443 P.3d 1049
Kan.2019Background
- In Aug 2014 Bacon was charged with aggravated human trafficking (later amended to commercial sexual exploitation of a child) after police stopped him with a 17‑year‑old runaway who said he drove her to solicit prostitution.
- The district court found Bacon indigent and appointed public defender James Mamalis, who repeatedly continued hearings and trial dates.
- Bacon filed pro se "Motion for Diligence" quoting KRPC 1.3 twice, complaining about attorney diligence; the court mailed the filings to Mamalis but took no further action.
- About 10 days before trial Bacon retained private counsel Sarah Swain; the court denied a continuance, the State amended charges, and Bacon was convicted by a jury.
- Swain moved for a new trial arguing the court should have inquired into Bacon’s pro se complaints about Mamalis; the district court denied relief as untimely and because the pro se filings did not request new counsel.

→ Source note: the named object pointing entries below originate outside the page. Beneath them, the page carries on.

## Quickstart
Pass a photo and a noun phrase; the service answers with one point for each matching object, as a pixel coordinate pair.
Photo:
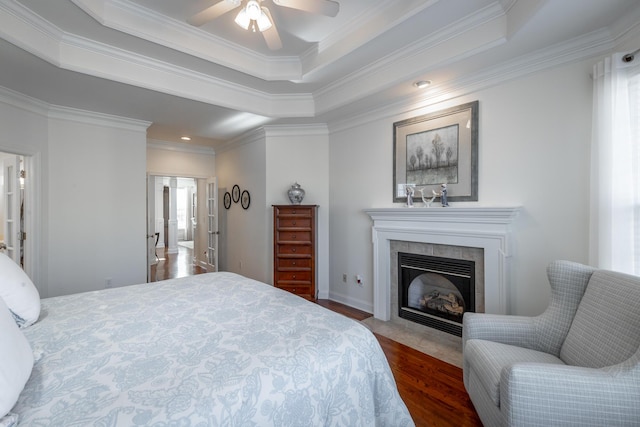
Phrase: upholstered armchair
(577, 364)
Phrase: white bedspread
(209, 350)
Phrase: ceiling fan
(253, 15)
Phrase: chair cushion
(606, 328)
(487, 359)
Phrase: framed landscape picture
(437, 148)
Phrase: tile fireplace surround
(486, 228)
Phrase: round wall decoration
(245, 199)
(235, 193)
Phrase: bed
(215, 349)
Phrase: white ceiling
(140, 58)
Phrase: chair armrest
(543, 394)
(520, 331)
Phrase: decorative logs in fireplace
(435, 291)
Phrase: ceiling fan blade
(213, 12)
(322, 7)
(271, 35)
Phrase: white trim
(98, 119)
(181, 147)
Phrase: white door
(212, 224)
(13, 233)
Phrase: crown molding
(26, 103)
(97, 119)
(179, 147)
(90, 57)
(46, 110)
(457, 41)
(295, 130)
(149, 25)
(582, 48)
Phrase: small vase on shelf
(296, 194)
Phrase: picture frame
(245, 199)
(235, 193)
(434, 149)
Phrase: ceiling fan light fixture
(263, 21)
(243, 19)
(252, 13)
(253, 10)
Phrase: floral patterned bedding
(215, 349)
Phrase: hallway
(172, 266)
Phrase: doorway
(177, 224)
(12, 207)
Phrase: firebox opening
(435, 291)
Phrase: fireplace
(486, 229)
(435, 291)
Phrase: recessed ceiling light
(422, 84)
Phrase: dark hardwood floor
(171, 266)
(431, 389)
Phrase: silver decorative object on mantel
(296, 194)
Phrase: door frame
(202, 201)
(33, 251)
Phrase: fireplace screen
(435, 291)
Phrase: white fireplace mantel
(487, 228)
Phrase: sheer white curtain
(615, 166)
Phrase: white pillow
(18, 292)
(16, 360)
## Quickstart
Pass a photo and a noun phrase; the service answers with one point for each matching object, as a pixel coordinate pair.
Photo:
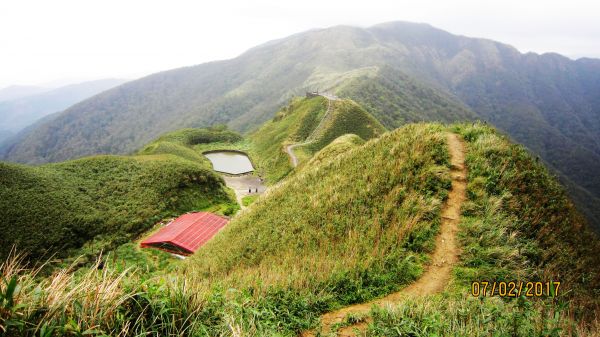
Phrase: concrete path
(241, 184)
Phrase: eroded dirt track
(438, 273)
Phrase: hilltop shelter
(184, 235)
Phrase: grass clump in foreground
(517, 224)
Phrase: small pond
(230, 162)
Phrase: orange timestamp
(515, 288)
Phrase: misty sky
(61, 41)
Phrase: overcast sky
(53, 42)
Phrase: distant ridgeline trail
(311, 138)
(445, 256)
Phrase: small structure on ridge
(184, 235)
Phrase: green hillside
(339, 146)
(348, 227)
(298, 121)
(103, 201)
(400, 72)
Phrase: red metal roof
(187, 233)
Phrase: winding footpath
(290, 148)
(445, 256)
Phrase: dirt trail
(438, 273)
(290, 148)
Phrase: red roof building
(187, 233)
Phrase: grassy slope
(291, 124)
(396, 99)
(357, 225)
(55, 208)
(339, 146)
(297, 121)
(347, 230)
(518, 225)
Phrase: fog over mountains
(21, 106)
(401, 72)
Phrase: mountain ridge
(546, 102)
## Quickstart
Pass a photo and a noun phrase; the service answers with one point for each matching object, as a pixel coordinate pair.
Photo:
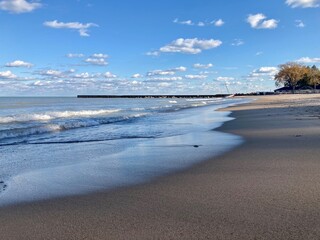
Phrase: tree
(313, 76)
(290, 74)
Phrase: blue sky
(70, 47)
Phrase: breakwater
(154, 96)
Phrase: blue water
(53, 147)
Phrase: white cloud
(303, 3)
(19, 6)
(153, 53)
(165, 79)
(19, 63)
(171, 71)
(136, 75)
(225, 79)
(219, 23)
(97, 61)
(203, 66)
(75, 55)
(190, 46)
(51, 73)
(199, 76)
(179, 69)
(82, 28)
(259, 21)
(99, 55)
(7, 75)
(109, 75)
(187, 22)
(160, 73)
(84, 75)
(300, 24)
(237, 42)
(308, 60)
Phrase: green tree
(290, 74)
(313, 77)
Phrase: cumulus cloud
(51, 73)
(225, 79)
(217, 23)
(308, 60)
(153, 53)
(171, 71)
(237, 42)
(136, 75)
(303, 3)
(186, 22)
(82, 28)
(97, 61)
(99, 55)
(260, 21)
(203, 66)
(109, 75)
(190, 46)
(19, 6)
(19, 63)
(196, 76)
(7, 75)
(300, 24)
(75, 55)
(155, 79)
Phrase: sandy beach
(267, 188)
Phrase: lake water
(54, 147)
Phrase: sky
(70, 47)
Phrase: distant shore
(267, 188)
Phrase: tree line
(295, 75)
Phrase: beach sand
(267, 188)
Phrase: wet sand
(267, 188)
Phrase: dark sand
(267, 188)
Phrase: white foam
(47, 116)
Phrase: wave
(47, 116)
(63, 126)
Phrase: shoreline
(267, 188)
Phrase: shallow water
(52, 147)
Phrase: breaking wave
(47, 116)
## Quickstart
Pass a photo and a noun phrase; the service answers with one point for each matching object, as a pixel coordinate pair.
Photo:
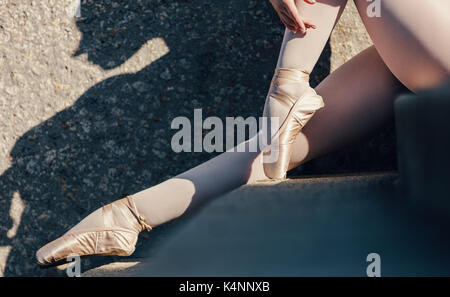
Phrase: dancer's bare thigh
(413, 39)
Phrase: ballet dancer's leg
(358, 99)
(298, 51)
(173, 197)
(413, 39)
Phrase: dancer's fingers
(295, 15)
(308, 24)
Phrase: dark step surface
(322, 226)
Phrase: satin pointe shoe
(121, 226)
(293, 102)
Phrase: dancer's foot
(293, 102)
(110, 230)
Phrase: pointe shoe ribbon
(118, 236)
(299, 107)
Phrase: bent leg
(413, 39)
(230, 170)
(358, 98)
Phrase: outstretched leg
(173, 197)
(413, 39)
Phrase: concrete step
(423, 133)
(321, 226)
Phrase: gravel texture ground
(86, 104)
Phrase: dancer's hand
(289, 15)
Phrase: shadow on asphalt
(115, 139)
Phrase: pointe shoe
(121, 226)
(298, 105)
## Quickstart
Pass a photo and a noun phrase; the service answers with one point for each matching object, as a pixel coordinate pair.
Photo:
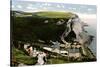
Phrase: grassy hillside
(54, 14)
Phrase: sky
(33, 6)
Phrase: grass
(51, 14)
(21, 57)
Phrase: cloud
(63, 6)
(19, 6)
(29, 7)
(58, 6)
(30, 4)
(47, 4)
(13, 6)
(89, 9)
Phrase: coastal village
(40, 52)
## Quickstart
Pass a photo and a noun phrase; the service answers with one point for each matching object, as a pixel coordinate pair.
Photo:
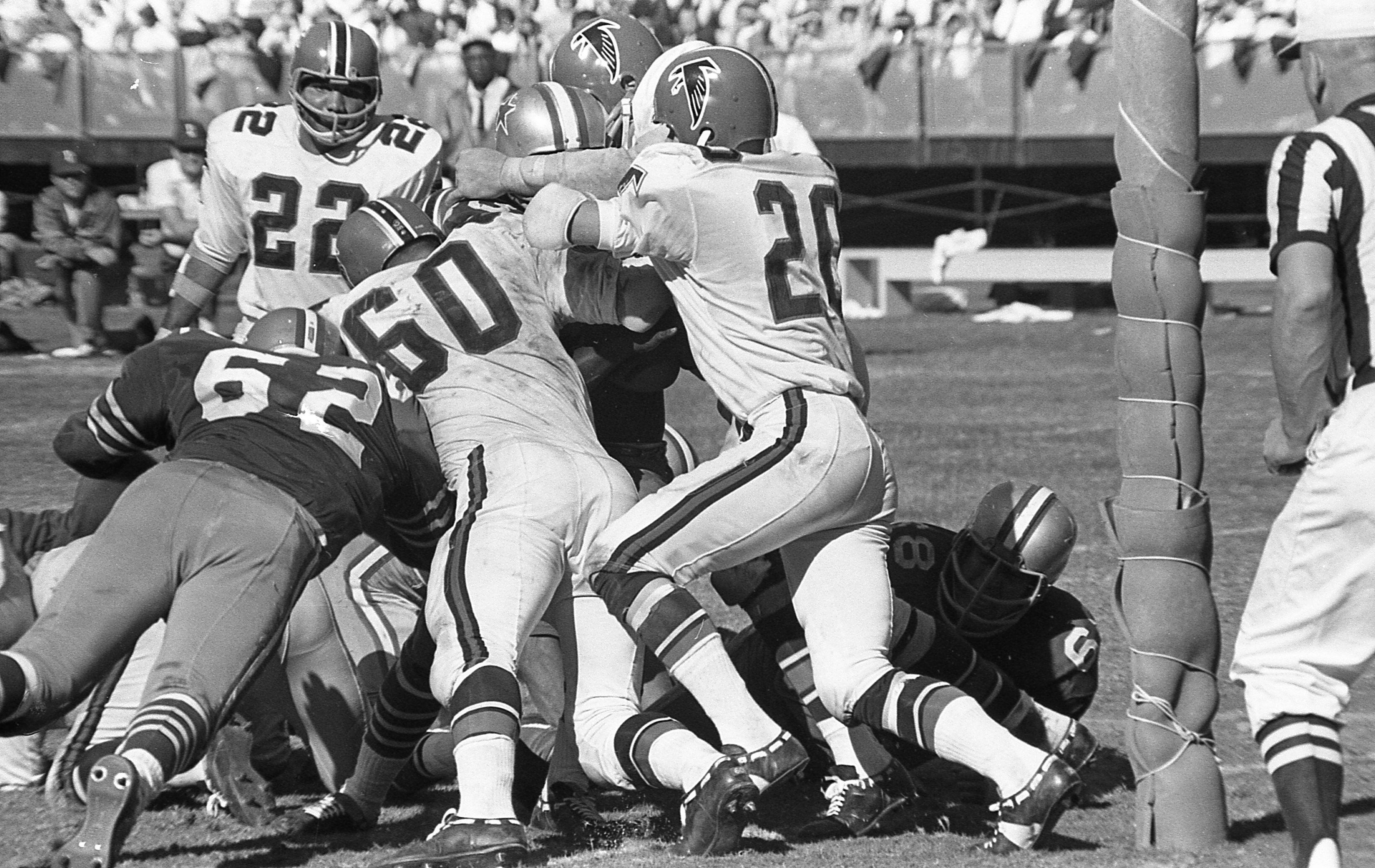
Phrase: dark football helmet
(339, 55)
(295, 332)
(1014, 547)
(377, 231)
(606, 55)
(548, 119)
(718, 97)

- The Court of Appeals affirmed; the Kansas Supreme Court granted review, assumed without deciding the district court erred in not inquiring, but affirmed because Bacon obtained new counsel for trial and showed no prejudice from the failure to inquire.
Issues
| Issue | Bacon's Argument | State/Court's Argument | Held |
|---|---|---|---|
| Whether Bacon's pro se KRPC 1.3 filings triggered the trial court's duty to inquire about attorney dissatisfaction | The filings constituted an articulable statement of dissatisfaction triggering inquiry and appointment of new counsel | The filings did not sufficiently allege dissatisfaction or request new counsel, so no duty to inquire was triggered | Court assumed filings did trigger a duty but found no reversible error because Bacon later retained private counsel and showed no prejudice |
| Whether failure to inquire requires remand or presumed prejudice | Remand required and prejudice should be presumed or relief warranted | Prejudice is not automatically presumed absent multiple concurrent representation, timely objection, and failure to inquire; remand unnecessary if defendant received new counsel and no prejudice shown | No remand; prejudice not shown or presumed on these facts because Bacon had new counsel and does not allege ineffective trial representation |
Key Cases Cited
- State v. Brown, 331 P.3d 797 (2014) (defendant must show justifiable dissatisfaction; court duty to inquire when articulated statement of dissatisfaction is made)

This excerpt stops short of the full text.